Julia looked at him.

“Or wind up living with the whole cast of Friends,” she said, thinking she’d managed to survive her disastrous seven-year investment in a marriage that had been liquidated when Craig decided to take a sudden hike on her — talk about having to let go and learn to cope with heartbreak.

The room was quiet. Howell leaned against the counter, a thoughtful expression on his face. Julia heard the distinctive throaty woofing of a grey somewhere out back of the building, followed by that of a second dog.
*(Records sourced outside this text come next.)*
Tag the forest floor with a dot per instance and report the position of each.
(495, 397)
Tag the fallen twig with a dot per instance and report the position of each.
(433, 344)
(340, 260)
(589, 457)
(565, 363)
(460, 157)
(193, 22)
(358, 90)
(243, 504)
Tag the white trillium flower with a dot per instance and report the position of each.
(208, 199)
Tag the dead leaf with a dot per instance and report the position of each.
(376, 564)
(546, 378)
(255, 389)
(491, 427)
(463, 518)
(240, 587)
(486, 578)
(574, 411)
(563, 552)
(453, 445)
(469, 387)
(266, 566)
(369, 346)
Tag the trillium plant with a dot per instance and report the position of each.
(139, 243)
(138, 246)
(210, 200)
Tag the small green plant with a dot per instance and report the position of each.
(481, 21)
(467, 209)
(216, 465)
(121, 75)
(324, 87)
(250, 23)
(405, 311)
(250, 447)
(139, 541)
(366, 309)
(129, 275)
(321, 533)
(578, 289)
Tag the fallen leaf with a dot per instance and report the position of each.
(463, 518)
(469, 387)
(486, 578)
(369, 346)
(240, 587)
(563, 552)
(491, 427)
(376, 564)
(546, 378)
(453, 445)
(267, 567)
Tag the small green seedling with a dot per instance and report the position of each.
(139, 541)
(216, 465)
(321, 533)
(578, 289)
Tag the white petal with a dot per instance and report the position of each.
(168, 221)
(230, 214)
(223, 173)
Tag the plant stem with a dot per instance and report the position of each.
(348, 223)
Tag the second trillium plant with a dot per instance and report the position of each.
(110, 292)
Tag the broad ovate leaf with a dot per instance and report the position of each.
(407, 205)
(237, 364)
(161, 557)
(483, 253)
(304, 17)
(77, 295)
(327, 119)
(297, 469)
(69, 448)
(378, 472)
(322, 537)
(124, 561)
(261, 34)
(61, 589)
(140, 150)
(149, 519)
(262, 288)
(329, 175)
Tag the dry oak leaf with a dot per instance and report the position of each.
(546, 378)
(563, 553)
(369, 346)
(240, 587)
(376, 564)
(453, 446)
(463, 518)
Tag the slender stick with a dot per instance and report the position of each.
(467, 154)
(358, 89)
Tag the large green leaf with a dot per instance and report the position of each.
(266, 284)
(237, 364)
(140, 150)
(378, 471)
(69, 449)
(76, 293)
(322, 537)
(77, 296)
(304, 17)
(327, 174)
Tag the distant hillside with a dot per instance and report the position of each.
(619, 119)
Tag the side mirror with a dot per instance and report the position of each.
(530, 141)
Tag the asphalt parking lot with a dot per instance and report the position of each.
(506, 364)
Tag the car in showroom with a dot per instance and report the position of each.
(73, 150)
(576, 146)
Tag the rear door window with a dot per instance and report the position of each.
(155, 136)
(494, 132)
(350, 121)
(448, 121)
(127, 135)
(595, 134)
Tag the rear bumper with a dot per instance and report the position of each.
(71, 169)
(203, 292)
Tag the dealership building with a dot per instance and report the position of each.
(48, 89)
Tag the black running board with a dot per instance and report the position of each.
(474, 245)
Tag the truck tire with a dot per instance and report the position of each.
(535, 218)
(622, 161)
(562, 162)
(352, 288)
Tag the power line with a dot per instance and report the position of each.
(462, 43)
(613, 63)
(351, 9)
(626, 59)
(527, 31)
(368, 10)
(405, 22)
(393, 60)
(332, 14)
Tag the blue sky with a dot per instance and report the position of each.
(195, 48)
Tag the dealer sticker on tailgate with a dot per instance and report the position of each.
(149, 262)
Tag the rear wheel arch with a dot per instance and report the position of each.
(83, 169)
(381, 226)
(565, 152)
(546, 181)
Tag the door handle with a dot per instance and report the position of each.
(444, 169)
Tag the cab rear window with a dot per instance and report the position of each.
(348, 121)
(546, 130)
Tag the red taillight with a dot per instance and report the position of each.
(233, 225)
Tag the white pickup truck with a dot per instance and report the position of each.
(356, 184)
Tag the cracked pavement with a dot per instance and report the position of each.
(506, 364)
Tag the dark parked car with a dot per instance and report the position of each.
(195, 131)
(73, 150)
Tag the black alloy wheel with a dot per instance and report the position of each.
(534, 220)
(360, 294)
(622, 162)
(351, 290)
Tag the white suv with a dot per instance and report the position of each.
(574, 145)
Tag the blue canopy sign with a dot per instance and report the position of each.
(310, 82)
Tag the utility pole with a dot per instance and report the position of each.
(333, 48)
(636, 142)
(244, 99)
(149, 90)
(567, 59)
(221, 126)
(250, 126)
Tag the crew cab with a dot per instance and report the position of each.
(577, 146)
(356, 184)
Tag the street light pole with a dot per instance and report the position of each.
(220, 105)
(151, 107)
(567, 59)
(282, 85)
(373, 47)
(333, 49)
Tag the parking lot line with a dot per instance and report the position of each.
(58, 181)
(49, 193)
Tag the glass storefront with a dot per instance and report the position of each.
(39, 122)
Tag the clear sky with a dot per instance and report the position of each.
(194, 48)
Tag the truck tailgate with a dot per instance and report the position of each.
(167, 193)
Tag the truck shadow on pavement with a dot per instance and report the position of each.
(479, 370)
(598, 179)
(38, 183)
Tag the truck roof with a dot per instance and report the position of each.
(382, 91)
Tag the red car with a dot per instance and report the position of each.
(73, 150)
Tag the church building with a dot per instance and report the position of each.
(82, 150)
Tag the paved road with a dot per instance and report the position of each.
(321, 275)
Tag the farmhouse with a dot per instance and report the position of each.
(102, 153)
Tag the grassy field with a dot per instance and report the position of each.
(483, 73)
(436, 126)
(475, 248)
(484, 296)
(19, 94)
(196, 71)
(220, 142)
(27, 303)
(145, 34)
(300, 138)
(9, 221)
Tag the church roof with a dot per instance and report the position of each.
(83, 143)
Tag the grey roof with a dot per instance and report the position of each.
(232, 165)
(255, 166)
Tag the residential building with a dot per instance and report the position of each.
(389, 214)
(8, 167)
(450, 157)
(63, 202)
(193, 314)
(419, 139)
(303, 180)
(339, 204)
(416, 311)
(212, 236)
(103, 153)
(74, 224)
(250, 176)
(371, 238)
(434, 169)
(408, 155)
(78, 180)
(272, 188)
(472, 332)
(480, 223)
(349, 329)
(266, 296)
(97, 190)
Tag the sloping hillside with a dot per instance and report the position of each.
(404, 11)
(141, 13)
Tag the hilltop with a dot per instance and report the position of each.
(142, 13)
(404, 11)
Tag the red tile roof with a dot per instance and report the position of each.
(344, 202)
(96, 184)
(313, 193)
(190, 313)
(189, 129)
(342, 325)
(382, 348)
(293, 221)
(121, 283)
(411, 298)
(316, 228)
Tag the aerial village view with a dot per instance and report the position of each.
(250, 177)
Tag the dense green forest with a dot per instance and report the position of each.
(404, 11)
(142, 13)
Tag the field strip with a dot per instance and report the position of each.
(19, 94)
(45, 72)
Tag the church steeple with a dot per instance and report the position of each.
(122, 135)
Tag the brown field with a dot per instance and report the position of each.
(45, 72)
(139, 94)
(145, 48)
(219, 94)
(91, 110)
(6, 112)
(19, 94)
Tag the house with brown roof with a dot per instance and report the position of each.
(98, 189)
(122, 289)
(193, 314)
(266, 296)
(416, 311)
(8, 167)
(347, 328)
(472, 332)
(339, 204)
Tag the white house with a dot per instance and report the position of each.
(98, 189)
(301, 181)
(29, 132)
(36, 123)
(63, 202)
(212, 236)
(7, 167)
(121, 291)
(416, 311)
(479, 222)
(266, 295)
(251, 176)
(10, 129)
Then the overlapping, explosive barks of what sounded like at least three or four more of them.

“Rolling thunder,” Howell said. “They’ve been stuck in their kennels all day, and are letting me know they want to be let out to do their business.” He pushed himself off the counter. “You have time to help with that right now?”

Julia smiled.

“Sure,” she said. “Whatever dirty job you ask of me.”

Howell motioned toward the door.

“C’mon,” he said. “We’ll work out your schedule while we walk.”